The Chinese government denies the presence of forced labor in the work programs it runs in Xinjiang, which transfer groups of locals to mines and factories. According to human rights experts, those who refuse such programs can face detention or other punishments. In June of last year, a U.S. law, the Uyghur Force Labor Prevention Act, was adopted that assumes any product with materials from Xinjiang is made with forced labor until proved otherwise. Since then, U.S. customs officials have detained $1.64 billion of imported products, including an unspecified volume of solar panels, to check them for compliance, causing installation delays in the United States.
Recently, the Biden administration added four Chinese companies, as well as several of their subsidiaries, to a special list of firms restricted from sending products to the United States because of their participation in receiving, recruiting or transporting forced labor or members of persecuted groups from Xinjiang. The companies supply products to the automotive, apparel, food, electronics and other industries.
As solar projects continue to escalate to meet President Biden’s climate goals, it is likely that materials and equipment with ties to forced labor will grow. Over the next decade or so, the solar industry projects it will install double the amount it has in past years, with annual growth expected to average 11 percent. In the near term, the manufacturing capacity in the United States is sufficient to meet less than a third of national demand.
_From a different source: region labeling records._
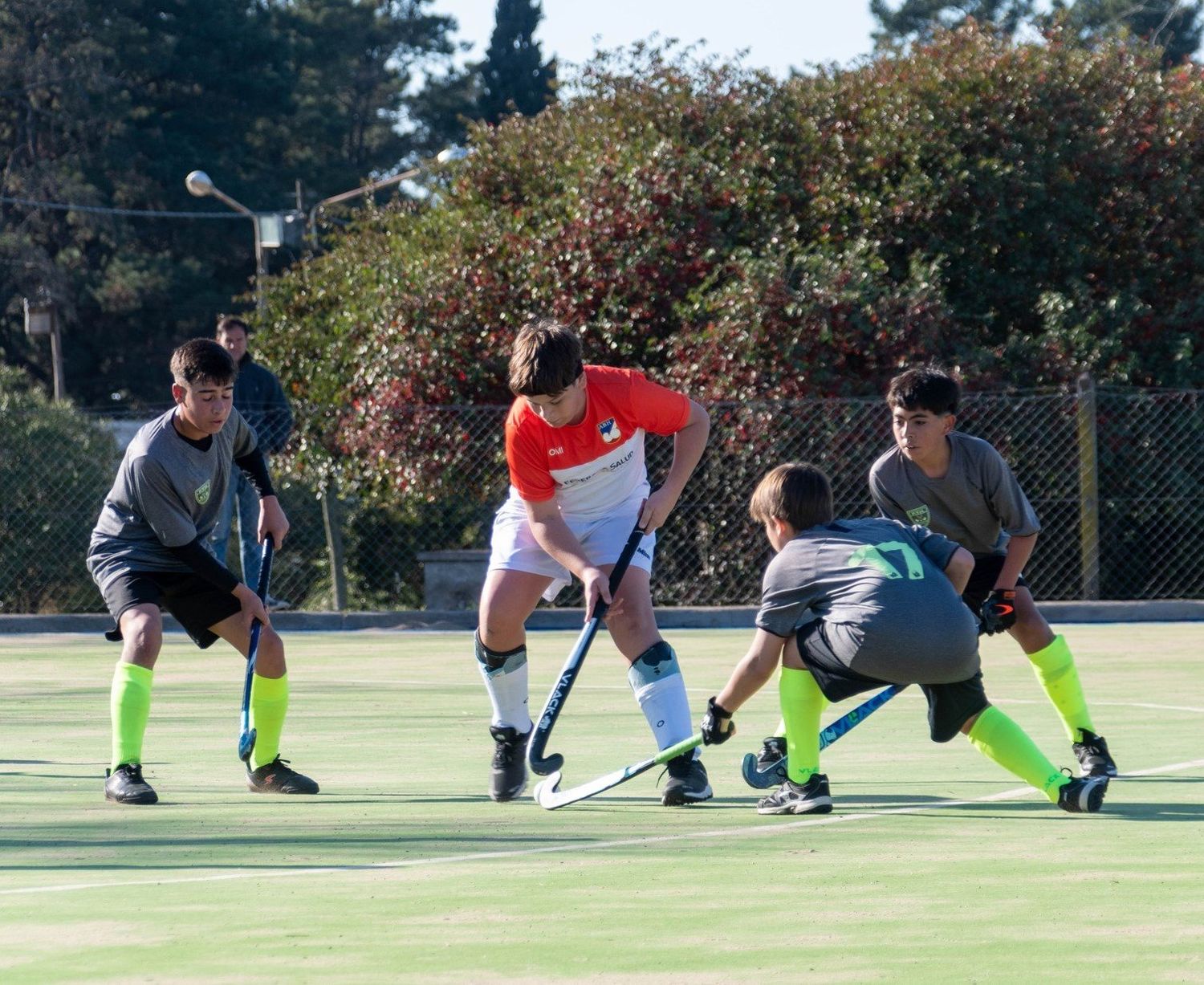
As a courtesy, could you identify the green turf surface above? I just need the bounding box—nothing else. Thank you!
[0,624,1204,985]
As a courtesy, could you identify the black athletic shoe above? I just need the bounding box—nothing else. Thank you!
[247,756,318,794]
[1071,729,1117,777]
[756,736,790,787]
[661,749,714,807]
[489,725,531,802]
[1057,777,1108,814]
[756,773,832,814]
[105,763,159,804]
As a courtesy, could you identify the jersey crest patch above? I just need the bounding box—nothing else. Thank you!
[599,418,623,445]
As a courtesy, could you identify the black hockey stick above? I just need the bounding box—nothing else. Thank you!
[535,684,907,811]
[527,519,645,777]
[238,534,276,770]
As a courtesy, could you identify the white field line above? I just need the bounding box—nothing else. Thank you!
[0,760,1204,896]
[330,677,1204,715]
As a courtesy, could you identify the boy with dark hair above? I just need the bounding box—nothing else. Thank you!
[702,464,1108,814]
[869,366,1117,777]
[209,315,293,612]
[476,320,712,806]
[88,339,318,804]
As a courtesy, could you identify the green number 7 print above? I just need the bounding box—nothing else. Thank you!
[848,541,924,582]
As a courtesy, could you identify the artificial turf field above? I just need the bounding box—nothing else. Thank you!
[0,623,1204,985]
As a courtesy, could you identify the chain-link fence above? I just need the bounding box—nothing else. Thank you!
[0,383,1204,613]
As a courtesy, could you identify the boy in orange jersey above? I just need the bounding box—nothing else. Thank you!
[476,320,712,806]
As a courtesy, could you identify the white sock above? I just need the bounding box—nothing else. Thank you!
[628,643,698,756]
[477,650,531,735]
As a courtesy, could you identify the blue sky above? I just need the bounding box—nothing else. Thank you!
[430,0,874,76]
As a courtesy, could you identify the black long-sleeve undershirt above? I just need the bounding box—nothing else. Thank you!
[234,448,276,499]
[168,535,238,592]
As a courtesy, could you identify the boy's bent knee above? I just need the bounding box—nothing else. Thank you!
[472,630,527,677]
[628,640,681,691]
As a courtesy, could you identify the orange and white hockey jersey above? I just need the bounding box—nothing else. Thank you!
[506,366,690,520]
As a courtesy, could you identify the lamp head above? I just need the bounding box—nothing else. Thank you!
[185,171,214,199]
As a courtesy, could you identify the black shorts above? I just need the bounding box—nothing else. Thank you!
[796,621,990,742]
[101,571,242,650]
[962,554,1028,619]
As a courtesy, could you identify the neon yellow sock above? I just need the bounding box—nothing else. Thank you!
[778,667,828,783]
[1028,635,1096,742]
[108,660,154,770]
[968,705,1071,804]
[250,674,289,770]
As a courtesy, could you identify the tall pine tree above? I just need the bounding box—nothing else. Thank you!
[479,0,556,123]
[869,0,1033,46]
[1051,0,1204,67]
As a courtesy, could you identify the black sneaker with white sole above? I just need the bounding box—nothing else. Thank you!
[661,749,714,807]
[489,725,531,802]
[1071,729,1117,777]
[105,763,159,804]
[1057,777,1108,814]
[756,773,832,814]
[247,756,318,794]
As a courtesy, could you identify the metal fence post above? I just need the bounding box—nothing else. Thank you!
[322,482,347,612]
[1076,373,1100,599]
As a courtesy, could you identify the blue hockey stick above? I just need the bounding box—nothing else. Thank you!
[527,519,645,775]
[238,534,276,770]
[741,684,908,790]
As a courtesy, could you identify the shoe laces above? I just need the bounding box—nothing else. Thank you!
[494,730,527,767]
[657,753,694,783]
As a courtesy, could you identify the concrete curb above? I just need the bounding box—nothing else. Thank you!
[0,599,1204,635]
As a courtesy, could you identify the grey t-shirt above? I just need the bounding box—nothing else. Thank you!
[869,431,1042,558]
[88,409,255,588]
[756,518,979,684]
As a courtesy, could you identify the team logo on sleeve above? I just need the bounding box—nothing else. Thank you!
[599,418,623,445]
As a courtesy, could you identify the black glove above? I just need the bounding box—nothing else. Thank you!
[698,698,736,746]
[979,589,1016,636]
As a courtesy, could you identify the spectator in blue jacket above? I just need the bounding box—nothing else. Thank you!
[209,315,293,609]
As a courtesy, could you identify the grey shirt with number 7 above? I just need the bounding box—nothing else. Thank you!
[756,518,979,684]
[88,409,257,589]
[869,431,1042,558]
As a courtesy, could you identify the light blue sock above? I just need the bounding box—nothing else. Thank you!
[628,641,700,756]
[474,636,531,735]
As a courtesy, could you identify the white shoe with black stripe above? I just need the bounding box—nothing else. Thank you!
[756,773,832,814]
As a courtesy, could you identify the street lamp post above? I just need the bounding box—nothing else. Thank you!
[306,147,469,240]
[185,171,267,305]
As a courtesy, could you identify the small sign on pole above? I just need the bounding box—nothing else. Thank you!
[24,298,55,337]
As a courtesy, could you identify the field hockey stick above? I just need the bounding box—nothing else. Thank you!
[741,684,908,790]
[238,534,276,770]
[535,732,702,811]
[527,519,645,777]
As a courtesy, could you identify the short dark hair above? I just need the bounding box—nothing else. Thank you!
[214,315,250,335]
[886,366,962,414]
[510,318,583,397]
[171,339,238,387]
[749,462,833,530]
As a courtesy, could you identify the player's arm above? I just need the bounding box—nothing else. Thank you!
[992,534,1037,592]
[869,470,910,523]
[523,498,613,619]
[701,629,787,746]
[640,400,710,534]
[234,425,289,548]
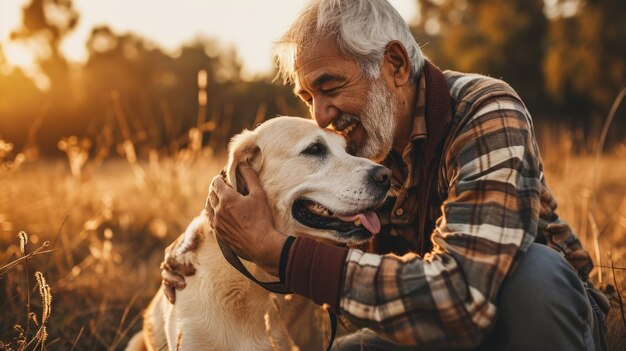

Walk Free, an international human rights group, estimates that 50 million people globally lived under forced labor conditions in 2021, an increase of 10 million from 2016. Part of that growth is due to the rapid increase in renewable energy pushed by Western countries due to their climate agenda.
Conclusion
U.S. taxpayers are paying dearly for President Biden’s energy transition to carbon free energy. It is expected that incentives under IRA will top a trillion and solar manufacturers are part of the companies receiving those benefits. Unfortunately, many of these solar manufacturers are getting supplies from China, who controls 80 percent of the solar supply chain and uses forced Uyghur labor to produce polysilicon and other solar components. The United States has a law prohibiting the purchase of goods obtained using forced labor from China. However, it is difficult to determine the sources that U.S. solar companies use to obtain needed supplies, meaning that they may need and do rely on China. Unfortunately, the United States has fallen so far behind China in solar manufacturing that an enormous amount of work, capital and technical knowledge would be needed to catch up, costing Americans big bucks in incentives as well as in future energy costs.